The PR Polaroid Test 📸

Another lifetime ago, before I got started in PR and influencer marketing, I was a copywriter for various tech startups — and back then, a lot of my work was in SaaS.

If you’ve ever worked in SaaS, then you know how easy it is to get caught up in the platform’s features, product updates and bells and whistles of what the product does. You also know how notoriously difficult it is to engaging copy for SaaS.

(Especially if the CEO/founder is also an engineer… IYKYK).

But features, product updates, etc.– they aren’t interesting. Not to investors. Not to the media. Not even to your ideal customer.

They’ll never replace the need for an actual…story.
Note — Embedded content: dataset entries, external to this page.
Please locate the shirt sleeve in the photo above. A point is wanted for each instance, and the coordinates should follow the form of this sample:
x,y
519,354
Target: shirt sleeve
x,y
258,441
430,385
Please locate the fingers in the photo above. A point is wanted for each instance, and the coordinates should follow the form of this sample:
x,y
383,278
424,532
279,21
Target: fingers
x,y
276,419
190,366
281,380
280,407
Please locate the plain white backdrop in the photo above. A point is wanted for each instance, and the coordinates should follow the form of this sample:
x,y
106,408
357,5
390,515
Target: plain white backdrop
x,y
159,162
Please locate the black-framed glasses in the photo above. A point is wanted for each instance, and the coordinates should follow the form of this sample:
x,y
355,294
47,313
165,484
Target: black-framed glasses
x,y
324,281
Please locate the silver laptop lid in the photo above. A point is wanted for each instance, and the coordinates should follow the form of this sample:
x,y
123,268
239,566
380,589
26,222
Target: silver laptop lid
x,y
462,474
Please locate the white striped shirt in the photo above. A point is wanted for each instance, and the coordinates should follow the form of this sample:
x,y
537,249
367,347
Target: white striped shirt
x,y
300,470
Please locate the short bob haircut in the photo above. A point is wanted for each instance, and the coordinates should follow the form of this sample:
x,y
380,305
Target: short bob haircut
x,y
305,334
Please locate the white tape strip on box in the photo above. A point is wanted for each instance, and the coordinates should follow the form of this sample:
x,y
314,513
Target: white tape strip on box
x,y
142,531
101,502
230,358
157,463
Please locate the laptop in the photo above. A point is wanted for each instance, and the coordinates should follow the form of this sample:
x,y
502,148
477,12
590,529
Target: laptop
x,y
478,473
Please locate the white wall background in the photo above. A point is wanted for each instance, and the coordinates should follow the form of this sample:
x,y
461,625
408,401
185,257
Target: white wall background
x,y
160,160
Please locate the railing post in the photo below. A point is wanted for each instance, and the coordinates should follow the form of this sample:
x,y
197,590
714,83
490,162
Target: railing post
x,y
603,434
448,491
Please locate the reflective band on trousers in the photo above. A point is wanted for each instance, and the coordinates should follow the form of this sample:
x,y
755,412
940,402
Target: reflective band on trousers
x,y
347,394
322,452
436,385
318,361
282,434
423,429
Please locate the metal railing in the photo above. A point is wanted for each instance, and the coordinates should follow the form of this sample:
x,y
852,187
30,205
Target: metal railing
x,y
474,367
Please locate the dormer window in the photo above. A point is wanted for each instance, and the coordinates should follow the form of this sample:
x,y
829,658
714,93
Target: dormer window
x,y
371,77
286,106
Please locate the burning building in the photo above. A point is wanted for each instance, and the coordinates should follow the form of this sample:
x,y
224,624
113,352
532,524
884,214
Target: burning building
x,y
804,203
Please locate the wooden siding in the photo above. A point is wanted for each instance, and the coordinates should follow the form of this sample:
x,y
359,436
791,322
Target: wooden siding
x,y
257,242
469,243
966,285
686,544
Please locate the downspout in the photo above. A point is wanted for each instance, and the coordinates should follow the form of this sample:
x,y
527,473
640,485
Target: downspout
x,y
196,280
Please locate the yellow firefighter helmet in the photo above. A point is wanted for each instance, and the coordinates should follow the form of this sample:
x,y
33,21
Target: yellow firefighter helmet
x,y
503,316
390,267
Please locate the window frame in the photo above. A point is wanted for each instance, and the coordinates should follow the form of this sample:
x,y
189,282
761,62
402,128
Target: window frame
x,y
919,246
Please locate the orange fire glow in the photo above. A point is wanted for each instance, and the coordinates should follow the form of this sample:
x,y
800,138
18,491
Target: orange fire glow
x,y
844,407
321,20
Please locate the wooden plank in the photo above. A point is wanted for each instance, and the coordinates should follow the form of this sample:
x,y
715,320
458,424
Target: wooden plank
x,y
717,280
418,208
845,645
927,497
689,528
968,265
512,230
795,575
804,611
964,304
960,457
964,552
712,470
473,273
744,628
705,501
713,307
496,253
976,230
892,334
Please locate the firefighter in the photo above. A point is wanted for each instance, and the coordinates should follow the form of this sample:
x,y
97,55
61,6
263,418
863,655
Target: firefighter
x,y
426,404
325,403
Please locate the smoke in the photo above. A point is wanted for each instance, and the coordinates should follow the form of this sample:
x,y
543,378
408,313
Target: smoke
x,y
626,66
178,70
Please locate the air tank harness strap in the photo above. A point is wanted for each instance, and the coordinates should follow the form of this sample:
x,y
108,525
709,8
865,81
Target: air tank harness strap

This is why I developed the “Polaroid Test” to make sure that the sales and marketing copy (and later the PR messaging) was not falling into irrelevant minutiae – but into a story that the media would want to tell, and that ideal customers and investors would want to engage with.

15 years later it’s still one of the best “tests” to use when writing media pitches, press releases, anything that requires a “story beyond the story.”

Hint: Which is anything sales, marketing, or PR related. Unless you are writing a user’s manual, the Polaroid test is applicable.

So here’s the simple exercise I still do today (myself, and with my team at Pink Shark PR do when pitching).

1. Take a mental “Polaroid” picture of your customer’s day before they met you. What does it look like? Where are they struggling? What is bothering them? Where do those struggles eat into their day, their happiness, their time with family? Where does a life without YOU (your innovation, product, way of thinking) make their life harder, bleaker, more stressful, not as efficient? Get the image clear in your mind, and jot down what you see on paper. It’s very helpful to assign an actual character to this exercise.

2. Now take that same character, and take a snapshot of their lives 24 hours after using your product, 24 days later, 24 months later. What do their lives look like? How are they more productive at work? How are you putting time back into their lives? Where else does your innovation enrich aspects of their lives/days/families. How do they feel? Get the image clear in your head and jot down what you see on paper. What are the biggest differences in image no.1 vs image no. 2?

3. Take it one step further. Remember, the more you can connect your media-facing story to what society needs, the stronger of a pitch you have. What is the ripple effect here? How does your product, leadership, innovation change the industry for the better. Where do you promote change where we’ve needed it — and why is that important?

Once you have all “Polaroid” snapshots you’re ready to begin crafting a relevant story that will hit a “headline” grand slam for customers, media, and investors.